Located at the confluence of the Pisuerga and Esgueva rivers, Valladolid is an architecturally rich city in the autonomous community of Castile and Leon. It briefly served as the capital of Habsburg Spain in the early 17th century and centres around an enchanting old town clustered with centuries-old houses, palaces and churches.
Things to do in Valladolid
Stroll through Valladolid to admire its medieval religious landmarks that include the 15th-century Iglesia Conventual de San Pablo. In addition to its stunning Gothic facade, it houses two paintings by the Portuguese-born painter, Bartolomé de Cárdenas. Also nearby is the Royal Palace of Valladolid, which served as the official residence of the Spanish kings during the 17th century.

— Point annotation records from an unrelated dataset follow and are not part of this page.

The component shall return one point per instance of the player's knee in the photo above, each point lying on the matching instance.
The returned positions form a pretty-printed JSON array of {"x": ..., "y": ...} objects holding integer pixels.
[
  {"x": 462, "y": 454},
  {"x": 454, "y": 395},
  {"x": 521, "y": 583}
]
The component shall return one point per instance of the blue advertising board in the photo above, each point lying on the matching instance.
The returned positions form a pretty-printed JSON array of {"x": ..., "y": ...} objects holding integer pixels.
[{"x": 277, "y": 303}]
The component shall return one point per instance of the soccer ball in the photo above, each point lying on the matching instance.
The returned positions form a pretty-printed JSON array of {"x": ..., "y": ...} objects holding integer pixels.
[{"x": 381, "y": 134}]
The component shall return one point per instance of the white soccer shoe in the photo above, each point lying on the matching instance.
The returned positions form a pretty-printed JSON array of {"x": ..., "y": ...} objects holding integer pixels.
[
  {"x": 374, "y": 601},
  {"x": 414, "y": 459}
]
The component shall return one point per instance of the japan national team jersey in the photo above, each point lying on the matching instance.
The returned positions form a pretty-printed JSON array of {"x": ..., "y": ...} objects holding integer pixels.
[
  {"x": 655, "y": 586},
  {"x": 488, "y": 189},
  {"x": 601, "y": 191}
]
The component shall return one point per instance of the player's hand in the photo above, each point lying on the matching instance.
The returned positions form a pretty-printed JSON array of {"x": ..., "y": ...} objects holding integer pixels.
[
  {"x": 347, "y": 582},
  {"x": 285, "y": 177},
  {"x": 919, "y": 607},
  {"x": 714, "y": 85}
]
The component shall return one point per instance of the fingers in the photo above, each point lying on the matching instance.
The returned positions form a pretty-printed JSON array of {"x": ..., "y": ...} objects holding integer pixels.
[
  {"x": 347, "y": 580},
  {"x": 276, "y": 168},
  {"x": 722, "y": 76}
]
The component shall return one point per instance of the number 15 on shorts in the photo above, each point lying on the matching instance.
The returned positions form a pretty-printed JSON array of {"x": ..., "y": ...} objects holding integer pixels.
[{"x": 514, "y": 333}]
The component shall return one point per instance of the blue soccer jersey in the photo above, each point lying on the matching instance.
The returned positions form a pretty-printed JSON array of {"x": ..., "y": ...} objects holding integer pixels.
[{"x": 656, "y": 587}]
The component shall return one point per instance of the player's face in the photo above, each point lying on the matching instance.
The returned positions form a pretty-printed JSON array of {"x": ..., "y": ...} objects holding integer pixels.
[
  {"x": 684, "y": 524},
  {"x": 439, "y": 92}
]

Art enthusiasts shouldn’t miss a visit to the National Museum of Sculpture, which occupies the Isabelline Gothic-style Colegio de San Gregorio. Its extensive collection dates from the Middle Ages to the 19th century and includes the “Adoration of the Magi” by Alonso Berruguete and the “Penitent Magdalene” by Pedro de Mena. A highlight of the building is its central courtyard, which is richly adorned with Plateresque work.

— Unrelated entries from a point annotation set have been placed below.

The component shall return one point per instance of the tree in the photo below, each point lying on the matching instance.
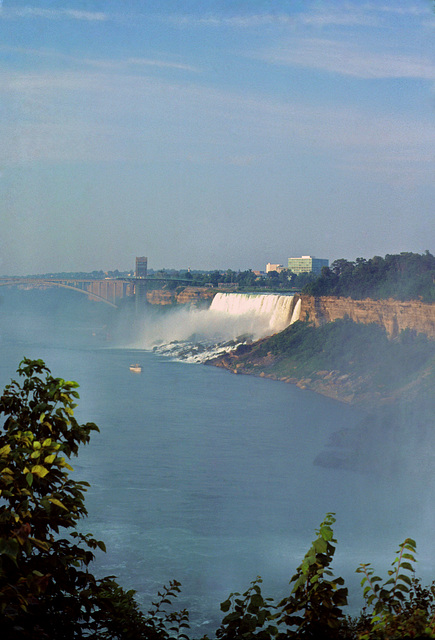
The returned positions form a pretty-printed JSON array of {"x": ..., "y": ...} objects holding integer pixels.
[{"x": 46, "y": 588}]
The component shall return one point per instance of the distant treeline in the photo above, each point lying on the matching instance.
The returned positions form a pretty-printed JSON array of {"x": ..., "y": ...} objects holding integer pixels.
[{"x": 405, "y": 276}]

Another museum not to miss is the Casa Museo Colon, which is dedicated to the life and adventures of Christopher Columbus, who passed away in Valladolid. Not only does it house a fascinating collection of artefacts that include model ships and Golden Age books but it’s also fronted by a statue of the “Santa Maria”, one of the three ships Columbus sailed during his first Atlantic voyage.
Getting around Valladolid
Valladolid Airport is a 20-minute drive from the city centre and has flights to destinations across Spain. Madrid is just over two hours away and is connected by regular trains to the Valladolid Campo Grande railway station. Buses travel throughout Valladolid and connect most of its attractions.